When patients arrive at sites better informed, they can make quicker, more confident decisions. This supports both recruitment and retention as participants are less likely to withdraw when they understand expectations early. For families managing chronic conditions or caring for children, this knowledge helps them balance trial participation with other life demands.

By being agile and personalized, AI allows feasibility planning to align with individual patient journeys, while experienced teams ensure that adaptability never compromises safety, compliance, or compassion.

Benefits for smaller sponsors

The stakes are particularly high for small and mid-size biotechs. Every feasibility decision carries weight, shaping both timelines and financial sustainability. AI-enhanced feasibility helps reduce uncertainty by providing fast, data-driven assessments of where and how to run studies.

While Phase 1 trials often rely on known centers, later stages demand broader geographic reach and diverse patient access. Here, AI can guide sponsors toward the right mix of regions, sites, and patient communities, enabling them to compete more effectively and accelerate the development of urgently needed therapies.

By surfacing risks and opportunities earlier, AI also strengthens conversations with investors and partners. A biotech that can demonstrate evidence-based feasibility plans is better positioned to secure funding and strategic alliances. In a space where every month lost means more patients waiting, this can be decisive.

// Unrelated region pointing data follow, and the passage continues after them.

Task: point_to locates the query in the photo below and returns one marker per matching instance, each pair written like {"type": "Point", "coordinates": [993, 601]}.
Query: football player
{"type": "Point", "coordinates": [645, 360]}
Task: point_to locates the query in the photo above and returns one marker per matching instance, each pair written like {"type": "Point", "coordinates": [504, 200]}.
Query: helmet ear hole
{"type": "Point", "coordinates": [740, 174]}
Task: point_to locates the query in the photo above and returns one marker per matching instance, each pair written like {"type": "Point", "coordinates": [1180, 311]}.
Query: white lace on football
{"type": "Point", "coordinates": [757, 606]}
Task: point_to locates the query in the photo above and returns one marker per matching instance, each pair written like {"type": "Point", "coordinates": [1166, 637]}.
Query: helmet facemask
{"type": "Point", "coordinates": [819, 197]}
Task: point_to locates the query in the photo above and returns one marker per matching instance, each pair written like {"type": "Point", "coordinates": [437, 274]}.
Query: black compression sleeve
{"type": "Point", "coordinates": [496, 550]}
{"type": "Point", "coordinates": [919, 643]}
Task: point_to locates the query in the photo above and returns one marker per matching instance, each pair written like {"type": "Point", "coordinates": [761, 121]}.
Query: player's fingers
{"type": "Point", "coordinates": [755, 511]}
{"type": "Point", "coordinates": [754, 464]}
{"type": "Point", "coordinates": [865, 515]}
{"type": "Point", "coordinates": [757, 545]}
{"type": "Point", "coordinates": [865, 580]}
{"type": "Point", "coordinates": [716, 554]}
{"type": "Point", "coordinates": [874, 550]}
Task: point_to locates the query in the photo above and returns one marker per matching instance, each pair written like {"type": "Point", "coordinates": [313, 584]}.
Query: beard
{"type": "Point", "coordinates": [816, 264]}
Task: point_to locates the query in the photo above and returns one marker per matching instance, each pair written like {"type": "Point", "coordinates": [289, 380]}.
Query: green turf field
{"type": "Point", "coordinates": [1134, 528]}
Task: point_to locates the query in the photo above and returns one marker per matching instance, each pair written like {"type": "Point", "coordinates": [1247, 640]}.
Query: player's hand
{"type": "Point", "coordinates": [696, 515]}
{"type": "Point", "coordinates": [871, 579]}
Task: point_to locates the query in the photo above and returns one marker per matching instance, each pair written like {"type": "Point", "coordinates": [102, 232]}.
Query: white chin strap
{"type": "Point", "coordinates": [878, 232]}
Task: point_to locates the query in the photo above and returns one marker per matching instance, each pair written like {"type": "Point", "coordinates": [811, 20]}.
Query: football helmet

Addressing challenges directly

Like any tool, AI must be implemented in a careful and considered way. Poor-quality data or vague prompts can produce unhelpful results. Protecting confidentiality and aligning with regulatory requirements remain paramount, particularly when patient trust is at stake. While AI reduces manual burden, it does not replace human oversight. Patients still need advocates who can interpret data through the lens of their lived experiences.

Sponsors must also remain realistic; AI cannot solve every bottleneck. Site start-up delays, staffing shortages, and protracted contracting processes remain beyond its control. However, by reaching these stages faster with clearer insights, AI helps ensure that the time sponsors and sites spend is better invested in solving problems that matter most to patients.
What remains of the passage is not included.